Partimiz, halkların ihtiyaç duyduğu özerklik modellerinin ve kendi kendilerini yönetmelerine olanak sağlayacak demokratik yönetim biçimlerinin geliştirilmesi ve yaşam bulması için mücadele eder.

Partimiz, baskı ve şiddeti bir yönetim tarzı olarak benimseyen devletin bu alandaki yetkilerini sınırlayarak, düşünce, basın, ifade, örgütlenme ve eylem hakkı başta olmak üzere, temel hak ve özgürlüklerin önündeki engellerin ve baskıcı yasaların kaldırılması ve demokratik hakların sağlanması için mücadele eder.

Partimiz, her türlü darbelerin karşısındadır. 12 Eylül darbe Anayasası’nın ortadan kaldırılmasını, tüm darbe kurumlarının dağıtılmasını, fiili uygulamalarına son verilmesini, darbecilerin yargılanarak cezalandırılmasını hedefler. TMK, TCK ve özel yetkilerle donatılmış mahkemeler kıskacındaki adaletsiz, otoriter ceza sistemine son verilmesini; polise hiçbir ayrıcalığın tanınmamasını, her türden işkence ve kötü muamelenin sona erdirilmesini, cezaevlerindeki tecrit uygulamalarının kaldırılmasını; yargının bağımsızlığını ve demokratikleştirilmesini savunur ve bunun gerçekleşmesi için mücadele eder.

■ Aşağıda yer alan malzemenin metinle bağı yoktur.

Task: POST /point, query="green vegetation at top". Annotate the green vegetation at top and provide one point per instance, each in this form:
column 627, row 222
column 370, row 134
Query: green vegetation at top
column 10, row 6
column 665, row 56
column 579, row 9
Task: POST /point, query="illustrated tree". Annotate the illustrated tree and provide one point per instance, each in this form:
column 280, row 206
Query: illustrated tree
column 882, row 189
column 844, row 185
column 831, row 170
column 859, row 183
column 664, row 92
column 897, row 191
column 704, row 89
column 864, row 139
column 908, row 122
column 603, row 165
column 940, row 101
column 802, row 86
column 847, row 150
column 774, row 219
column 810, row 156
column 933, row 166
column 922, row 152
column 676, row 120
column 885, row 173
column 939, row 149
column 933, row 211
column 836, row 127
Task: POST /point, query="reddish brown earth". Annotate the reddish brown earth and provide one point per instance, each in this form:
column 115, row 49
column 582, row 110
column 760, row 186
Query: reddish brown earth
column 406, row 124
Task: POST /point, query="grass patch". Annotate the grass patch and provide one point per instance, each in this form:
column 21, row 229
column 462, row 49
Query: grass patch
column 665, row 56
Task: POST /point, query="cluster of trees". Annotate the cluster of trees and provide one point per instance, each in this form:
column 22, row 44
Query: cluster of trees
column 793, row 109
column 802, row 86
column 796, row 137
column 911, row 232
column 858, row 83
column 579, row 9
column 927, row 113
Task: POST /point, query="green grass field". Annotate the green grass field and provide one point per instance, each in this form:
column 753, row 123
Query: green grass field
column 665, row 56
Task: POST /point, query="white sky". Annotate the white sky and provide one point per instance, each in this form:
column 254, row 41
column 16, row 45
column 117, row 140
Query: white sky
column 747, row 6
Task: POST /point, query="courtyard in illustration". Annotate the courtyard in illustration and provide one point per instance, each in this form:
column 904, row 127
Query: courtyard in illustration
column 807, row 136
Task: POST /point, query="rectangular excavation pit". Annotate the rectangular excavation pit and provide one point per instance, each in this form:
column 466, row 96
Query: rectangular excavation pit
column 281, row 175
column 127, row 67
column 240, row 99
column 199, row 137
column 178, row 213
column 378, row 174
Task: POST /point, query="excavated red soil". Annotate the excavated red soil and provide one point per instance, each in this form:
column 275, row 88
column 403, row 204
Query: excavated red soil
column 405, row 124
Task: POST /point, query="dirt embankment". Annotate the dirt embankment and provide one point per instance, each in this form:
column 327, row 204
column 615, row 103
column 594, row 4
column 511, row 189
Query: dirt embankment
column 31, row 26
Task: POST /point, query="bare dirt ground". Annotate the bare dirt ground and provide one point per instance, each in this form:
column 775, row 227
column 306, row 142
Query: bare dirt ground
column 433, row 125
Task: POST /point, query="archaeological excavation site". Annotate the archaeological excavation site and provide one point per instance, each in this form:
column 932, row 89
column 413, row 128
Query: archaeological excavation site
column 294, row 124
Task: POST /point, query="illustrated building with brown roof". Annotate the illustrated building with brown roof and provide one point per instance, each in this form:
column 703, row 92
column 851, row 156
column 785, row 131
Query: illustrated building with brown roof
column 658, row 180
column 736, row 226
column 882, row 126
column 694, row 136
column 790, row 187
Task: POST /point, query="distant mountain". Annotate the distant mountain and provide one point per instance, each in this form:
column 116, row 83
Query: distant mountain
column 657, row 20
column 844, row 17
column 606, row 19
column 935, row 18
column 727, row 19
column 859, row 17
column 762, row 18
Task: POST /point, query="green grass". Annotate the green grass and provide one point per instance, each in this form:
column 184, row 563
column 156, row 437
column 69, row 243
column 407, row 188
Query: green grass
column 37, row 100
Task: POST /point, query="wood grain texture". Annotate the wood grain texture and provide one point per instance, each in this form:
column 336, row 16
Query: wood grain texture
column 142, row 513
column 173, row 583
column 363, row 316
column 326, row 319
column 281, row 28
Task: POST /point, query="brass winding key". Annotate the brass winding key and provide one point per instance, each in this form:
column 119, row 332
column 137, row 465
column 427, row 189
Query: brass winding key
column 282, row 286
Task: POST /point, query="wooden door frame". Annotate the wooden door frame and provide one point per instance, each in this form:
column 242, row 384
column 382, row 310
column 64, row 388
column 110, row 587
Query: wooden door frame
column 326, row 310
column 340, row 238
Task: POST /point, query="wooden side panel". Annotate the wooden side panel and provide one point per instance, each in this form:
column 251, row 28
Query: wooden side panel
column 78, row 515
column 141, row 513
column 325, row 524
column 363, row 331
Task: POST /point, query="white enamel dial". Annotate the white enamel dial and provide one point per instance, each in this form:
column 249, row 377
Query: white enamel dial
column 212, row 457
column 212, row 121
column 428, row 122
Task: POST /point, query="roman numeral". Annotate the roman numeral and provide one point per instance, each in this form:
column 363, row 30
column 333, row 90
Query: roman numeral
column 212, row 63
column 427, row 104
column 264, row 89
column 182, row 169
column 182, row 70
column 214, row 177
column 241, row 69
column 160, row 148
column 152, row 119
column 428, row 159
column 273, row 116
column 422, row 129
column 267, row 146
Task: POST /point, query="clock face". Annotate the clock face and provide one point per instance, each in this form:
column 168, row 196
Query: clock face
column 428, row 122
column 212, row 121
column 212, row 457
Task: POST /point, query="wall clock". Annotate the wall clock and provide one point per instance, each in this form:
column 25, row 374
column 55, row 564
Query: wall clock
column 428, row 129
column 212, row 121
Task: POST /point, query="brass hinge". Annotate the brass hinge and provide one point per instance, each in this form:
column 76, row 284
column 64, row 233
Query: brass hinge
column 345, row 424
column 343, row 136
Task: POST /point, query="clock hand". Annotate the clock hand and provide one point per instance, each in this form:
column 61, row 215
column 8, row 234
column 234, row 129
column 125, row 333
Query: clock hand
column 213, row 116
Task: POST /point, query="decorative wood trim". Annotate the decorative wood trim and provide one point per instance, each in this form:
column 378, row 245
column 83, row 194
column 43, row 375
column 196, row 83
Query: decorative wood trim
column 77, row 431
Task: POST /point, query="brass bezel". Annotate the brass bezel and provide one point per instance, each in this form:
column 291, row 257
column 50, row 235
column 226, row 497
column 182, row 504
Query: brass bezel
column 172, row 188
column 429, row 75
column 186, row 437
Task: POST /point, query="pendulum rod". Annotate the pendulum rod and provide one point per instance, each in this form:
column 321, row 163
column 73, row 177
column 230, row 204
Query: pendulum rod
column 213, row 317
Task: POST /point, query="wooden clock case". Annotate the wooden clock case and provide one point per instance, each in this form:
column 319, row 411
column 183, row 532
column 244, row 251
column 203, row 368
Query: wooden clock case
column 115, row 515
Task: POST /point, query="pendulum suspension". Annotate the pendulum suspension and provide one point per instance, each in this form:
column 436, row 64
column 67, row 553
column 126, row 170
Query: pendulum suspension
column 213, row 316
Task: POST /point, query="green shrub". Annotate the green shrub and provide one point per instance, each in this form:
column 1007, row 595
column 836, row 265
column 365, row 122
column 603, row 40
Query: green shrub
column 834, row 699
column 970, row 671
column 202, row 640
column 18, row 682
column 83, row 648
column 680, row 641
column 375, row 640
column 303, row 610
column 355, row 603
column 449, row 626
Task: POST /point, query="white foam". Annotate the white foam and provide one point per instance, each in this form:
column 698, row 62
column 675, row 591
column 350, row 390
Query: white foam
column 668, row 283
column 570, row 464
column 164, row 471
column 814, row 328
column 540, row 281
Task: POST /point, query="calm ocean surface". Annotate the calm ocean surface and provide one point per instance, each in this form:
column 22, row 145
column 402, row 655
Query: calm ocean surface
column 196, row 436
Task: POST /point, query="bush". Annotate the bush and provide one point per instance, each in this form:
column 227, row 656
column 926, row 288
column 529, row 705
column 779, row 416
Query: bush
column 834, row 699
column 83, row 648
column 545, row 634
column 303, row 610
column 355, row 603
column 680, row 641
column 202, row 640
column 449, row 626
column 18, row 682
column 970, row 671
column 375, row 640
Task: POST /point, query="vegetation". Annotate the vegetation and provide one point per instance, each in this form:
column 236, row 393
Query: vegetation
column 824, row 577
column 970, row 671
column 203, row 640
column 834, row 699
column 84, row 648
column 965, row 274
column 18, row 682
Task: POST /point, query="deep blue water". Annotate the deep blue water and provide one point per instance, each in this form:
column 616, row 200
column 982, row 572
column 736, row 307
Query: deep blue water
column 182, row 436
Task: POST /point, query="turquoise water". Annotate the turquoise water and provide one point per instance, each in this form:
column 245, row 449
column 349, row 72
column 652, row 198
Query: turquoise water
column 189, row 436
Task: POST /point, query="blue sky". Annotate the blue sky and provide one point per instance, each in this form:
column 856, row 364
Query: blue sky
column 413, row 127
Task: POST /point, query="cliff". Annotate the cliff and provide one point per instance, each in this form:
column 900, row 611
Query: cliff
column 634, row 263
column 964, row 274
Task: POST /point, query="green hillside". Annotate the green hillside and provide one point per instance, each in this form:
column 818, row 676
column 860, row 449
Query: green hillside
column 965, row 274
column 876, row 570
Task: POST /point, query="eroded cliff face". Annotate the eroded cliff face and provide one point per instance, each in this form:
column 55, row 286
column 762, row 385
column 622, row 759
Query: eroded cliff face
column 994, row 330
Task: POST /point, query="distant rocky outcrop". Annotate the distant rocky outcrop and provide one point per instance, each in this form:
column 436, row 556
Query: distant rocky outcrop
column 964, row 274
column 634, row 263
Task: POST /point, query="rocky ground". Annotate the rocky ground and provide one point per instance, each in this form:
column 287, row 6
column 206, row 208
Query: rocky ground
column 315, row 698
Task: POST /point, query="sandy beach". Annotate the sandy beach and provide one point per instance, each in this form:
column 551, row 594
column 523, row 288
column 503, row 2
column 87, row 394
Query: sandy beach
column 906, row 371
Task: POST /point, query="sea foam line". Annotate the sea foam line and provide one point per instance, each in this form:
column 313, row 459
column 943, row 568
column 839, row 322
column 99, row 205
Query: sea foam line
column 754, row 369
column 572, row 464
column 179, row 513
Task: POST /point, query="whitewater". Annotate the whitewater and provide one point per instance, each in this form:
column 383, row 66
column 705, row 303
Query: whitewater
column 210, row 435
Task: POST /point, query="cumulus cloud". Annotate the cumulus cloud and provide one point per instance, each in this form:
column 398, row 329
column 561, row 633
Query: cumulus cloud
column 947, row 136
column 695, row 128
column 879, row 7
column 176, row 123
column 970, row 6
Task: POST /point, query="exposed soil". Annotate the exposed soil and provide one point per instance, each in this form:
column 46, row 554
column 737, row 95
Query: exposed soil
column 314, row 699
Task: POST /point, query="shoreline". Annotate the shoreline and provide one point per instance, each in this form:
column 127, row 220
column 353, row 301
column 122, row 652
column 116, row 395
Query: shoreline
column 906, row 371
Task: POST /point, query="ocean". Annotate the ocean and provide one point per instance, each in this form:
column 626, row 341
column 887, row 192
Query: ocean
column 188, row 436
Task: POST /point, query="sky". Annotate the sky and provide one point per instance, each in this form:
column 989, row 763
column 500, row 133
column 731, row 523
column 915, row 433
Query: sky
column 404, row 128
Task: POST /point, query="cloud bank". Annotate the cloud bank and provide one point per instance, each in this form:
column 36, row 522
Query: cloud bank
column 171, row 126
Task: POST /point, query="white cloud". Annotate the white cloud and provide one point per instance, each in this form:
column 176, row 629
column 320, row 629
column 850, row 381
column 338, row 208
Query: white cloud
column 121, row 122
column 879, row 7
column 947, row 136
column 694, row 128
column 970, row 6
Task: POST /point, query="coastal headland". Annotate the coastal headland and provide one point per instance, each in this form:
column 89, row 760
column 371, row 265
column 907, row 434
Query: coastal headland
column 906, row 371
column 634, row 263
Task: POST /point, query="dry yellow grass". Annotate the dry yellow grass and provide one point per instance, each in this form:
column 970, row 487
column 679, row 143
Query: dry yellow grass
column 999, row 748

Partimiz, cinsiyetçi olmayan, ulusu ve yurttaşlığı etnik kimliklerden arındıran, tekçi olmayan; emeğin hakkını koruyan, kamunun çıkarını gözeten, toplumsal ihtiyaçları temel alan, tüm kimlik, dil, kültür ve inançların varlığını kabul ederek güvence altına alan; ekolojik, çoğulcu, eşitlikçi, özgürlükçü, sosyal ve demokratik bir anayasanın yapılmasını, demokrasinin kazanılması için önemli bir mücadele alanı olarak kabul eder ve mücadelesini bu doğrultuda geliştireceğini ilan eder. Uzun soluklu bir halk mücadelesi ile taleplerini görünür kılarak, anayasayı halkla birlikte inşa etmeyi hedefler. Demokratik ve halkçı bir anayasayı, demokratik halk iktidarının/yönetiminin bir belgesi ve ifadesi olarak değerlendirir.

Siyasi Partiler ve Seçim Yasalarının, halk iradesinin sınırsız ve barajsız açığa çıkmasını sağlayacak şekilde demokratikleşmesi için mücadele eder.

Yerinde ve yerelde yönetim, demokratik özerklik

Partimiz için yerel yönetimler, gündelik yaşamı ilgilendiren kararların doğrudan demokrasi ile alınacağı ve uygulanacağı özyönetimlerdir. Yerel demokrasi anlayışımız, temsili demokrasiyi aşan doğrudan demokrasiye dayanır. Siyasetin demokratikleştirilmesi ve topluma ait kılınması, halkların kendi kendini yönetmesiyle, güçlü, demokratik ve özerk yerel ve bölgesel yönetimlerle mümkündür.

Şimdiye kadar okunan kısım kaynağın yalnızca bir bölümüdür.